March 29, 2015

Letting the Iranian Ayatollahs Slide

“When the Supreme Leader of Iran is continuing, in the middle of these negotiations…to make statements like 'death to America,' how is that not problematic for you? …why are you just willing to let that, let it slide, basically, and you are holding the prime minister of Israel to comments that he made and has since changed?”

In her non-direct answer to Matt Lee’s question, State Department spokesperson, Jen Psaki seemed to enact the very problem the AP reporter had just identified:

“…our relationship with Israel is abiding; it’s strong; it’s a security relationship; it’s one that we’re committed to. Do we have disagreements on some issues, like how we should proceed with preventing Iran from acquiring a nuclear weapon? Yes. Have we – can we – do we believe that it isn’t possible to just forget what the prime minister says when it’s conflicting with past precedent and past policy for some time? Yes…”

Lee tried to get Psaki to talk about the contrast between reaction to the words of an ally talking, during a heated, democratic election, about his country’s situation vs non-reaction to words like “death to America” spoken by leaders of the country currently negotiating--with the US--for nuclear weapons. But Psaki continued in the same vein:

“…even if there is a deal, it doesn’t mean we let slide or forget, whether it’s the comments or more important the actions – state sponsor of terrorism, their human rights record…But we also feel that preventing Iran from acquiring a nuclear weapon is not only in our interests, it’s in the interests of the international community…”

The implication here seems to be that negotiating with Iran about their nuclear weapons program is disconnected from considering or responding to their leaders’ words and actions. This seems to leave us simply ignoring the plain meaning of their words.  

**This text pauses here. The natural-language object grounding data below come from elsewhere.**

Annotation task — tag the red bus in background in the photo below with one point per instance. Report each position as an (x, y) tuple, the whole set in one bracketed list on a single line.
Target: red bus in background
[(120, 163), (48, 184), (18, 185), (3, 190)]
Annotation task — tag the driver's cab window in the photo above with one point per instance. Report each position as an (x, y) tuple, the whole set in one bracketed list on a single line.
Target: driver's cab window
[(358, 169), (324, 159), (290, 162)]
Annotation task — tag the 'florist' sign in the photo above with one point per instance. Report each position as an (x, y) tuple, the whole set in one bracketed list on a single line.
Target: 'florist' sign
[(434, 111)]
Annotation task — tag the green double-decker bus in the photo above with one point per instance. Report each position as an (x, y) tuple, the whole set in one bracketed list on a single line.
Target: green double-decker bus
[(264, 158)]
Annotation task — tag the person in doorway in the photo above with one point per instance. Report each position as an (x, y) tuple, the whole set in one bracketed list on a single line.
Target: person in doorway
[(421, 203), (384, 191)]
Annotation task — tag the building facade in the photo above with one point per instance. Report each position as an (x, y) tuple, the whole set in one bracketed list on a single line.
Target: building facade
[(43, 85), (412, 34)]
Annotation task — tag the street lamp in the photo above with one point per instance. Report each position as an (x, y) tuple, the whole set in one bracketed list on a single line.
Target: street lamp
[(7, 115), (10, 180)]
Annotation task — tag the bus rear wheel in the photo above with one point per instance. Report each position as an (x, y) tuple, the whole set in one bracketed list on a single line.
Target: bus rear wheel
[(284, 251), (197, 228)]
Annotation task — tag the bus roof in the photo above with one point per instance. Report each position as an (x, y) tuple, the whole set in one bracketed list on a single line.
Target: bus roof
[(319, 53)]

By contrast, although Netanyahu clarified, or changed, his last minute campaign statement, the Israeli leader’s words apparently are always relevant.  Except when they are not, as in: we don’t accept his clarification.
A day after the election, Netanyahu reiterated that he continues to hold the same views as those he has expressed since his speech at Bar Ilan University in 2009.  There, he voiced his support for a demilitarized Palestinian state next door to the Jewish state, whereas in the last moments of the campaign, in what seems to have been a ploy to get votes away from some of the smaller parties, he contradicted this position. 

Politicians’ electioneering aside, journalist Matt Lee raises an important question. 

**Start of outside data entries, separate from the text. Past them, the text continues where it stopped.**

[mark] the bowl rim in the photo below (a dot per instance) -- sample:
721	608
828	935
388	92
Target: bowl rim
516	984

How is it that even while they are directly calling for the destruction of the US, Iranian leaders are not to be criticized or taken at their word, yet any statement by the freely elected prime minster of Israel, a close American ally, is under continual, negative scrutiny?

At the same time, Netanyahu’s consistent and persistent warnings about Iran’s nuclear program may be in the process of being ignored.  The upcoming “deal” has been described by an Israeli official as an “incomprehensibly” bad agreement that leaves thousands of centrifuges in place and puts no restraints on Iranian backed terrorism.

March 09, 2015

Terror Attack in Israel? CNN Can't Find the Words

                                                                                                                                                                     photo: Thomas Coex, AFP/Getty Images

On Friday, a Palestinian man rammed his car into five Israeli border policewomen and then ran over an Israeli riding a bicycle on Shimon HaTzadik Street near a light rail station in Jerusalem. The attacker got out of his car assaulting the pedestrians with a knife before police stopped him by shooting at him. The victims were taken to the hospital with moderate to light injuries and the attacker was also taken to the hospital. One other person was treated for shock.

CNN’s headline:

"Driver hits Israeli border police, authorities call it terror attack"

According to CNN, itself, Israelis aren’t the only ones who call it an attack.  The short article includes this:

"Hamas applauded the attack.
'Hamas movement blesses this heroic act and considers it a natural response to the Occupations (sic) crimes,' Sami Abu Zuhri, a Hamas spokesman posted on Facebook."

Of course, even more difficult for CNN is the term, terror.

During this November’s spate of terror attacks in Jerusalem, CNN reported in an outlandish manner on the brutal killings at a synagogue in the Har Nof  neighborhood. Their first headline read “Deadly attack on Jerusalem mosque” and their follow up story changed the headline to “4 Israelis, 2 Palestinians dead in Jerusalem,” simply counting the killers who had hacked the rabbis to death among victims.

For news from Israel it’s usually most reliable to go directly to Israeli news sources, for instance to Times of Israel or Ynet News.  In their stories, you not only get the actual details about the attack but other connected information such as the fact that this street was “also the site of a November 5 hit and run terror attack that killed one border police officer and injured 13 others. The area has seen no less than five terror attacks this past year.”

By contrast, the only other information included in the CNN article is a seemingly gratuitous reference to the number of Palestinians killed during this summer’s conflict.

CNN used to call itself “the most trusted name in news” and it’s good to know that this slogan has been retired.

Now they call themselves “America’s best news team” but many American outlets did a better job than CNN reporting from Jerusalem this week.